A recent study by a Congressional panel found conflicts of interest abounded in the executive pay consulting field (Reported in The New York Times, 12/6/07). No kidding, Sherlock!
My father was on our local city commission and he shared with me the way that city staff frequently would tell the commission that staff was underpaid and that a consultant was needed to determine proper salary increases. Staff would present the commission with a “short list” of 3 to 5 consultants from which to chose. While this range of choices created the appearance of independence and the commission certainly could pick anyone it wished, as a practical matter, it chose from the list presented and, of course, every consultant listed would recommend a substantial pay raise.
Dad always took the free market approach: “The city seemed to have no problem filling vacancies. We were not losing too many folks. So where’s the problem?” Realistically, you always lose some people seeking greener pastures. That’s life. If no one ever leaves for a higher-paying job then perhaps you are over-paying.

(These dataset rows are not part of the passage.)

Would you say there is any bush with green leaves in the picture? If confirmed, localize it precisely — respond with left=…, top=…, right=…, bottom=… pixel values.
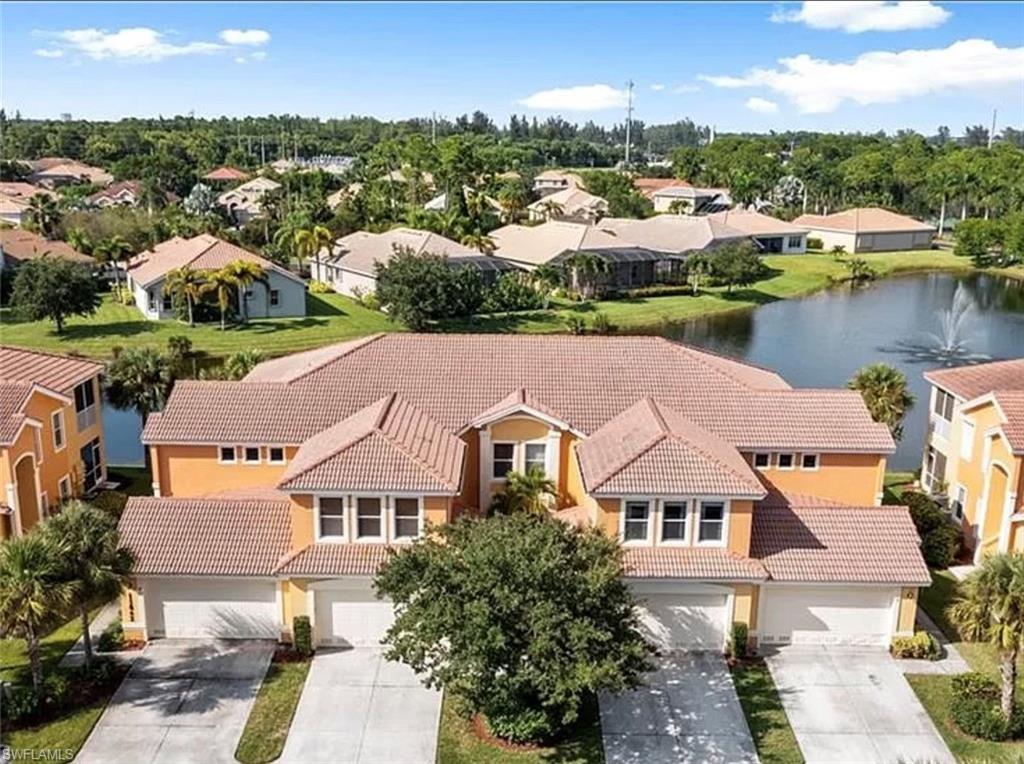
left=730, top=622, right=749, bottom=659
left=293, top=615, right=313, bottom=656
left=375, top=513, right=653, bottom=743
left=375, top=246, right=485, bottom=330
left=890, top=631, right=939, bottom=660
left=482, top=272, right=545, bottom=313
left=308, top=279, right=334, bottom=294
left=806, top=237, right=824, bottom=250
left=902, top=491, right=962, bottom=567
left=97, top=619, right=125, bottom=653
left=951, top=672, right=1024, bottom=741
left=955, top=218, right=1007, bottom=267
left=9, top=257, right=102, bottom=333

CEO salaries are skyrocketing and boards of directors defend the salaries by pointing to compensation consultants. But there are relatively few compensation consultants out there. And they figured out a long time ago that the ones who don’t come back with a recommendation for a nice, fat pay package rarely get invited back.
The boards of the Fortune 500 are a rather clubby lot, as are the consultants who serve them. Rarely does one rise to such an exalted height by being a boat rocker. All too often one “gets along by going along.” While that may result in amiable board meetings, it rarely serves the best interests of the stockholders, the nominal owners of said corporations.
CEO compensation packages will stay rigged until Congress allows the stockholders to take control of the boards of directors of America’s corporations, ending the current “Soviet-style” elections that select corporate boards today.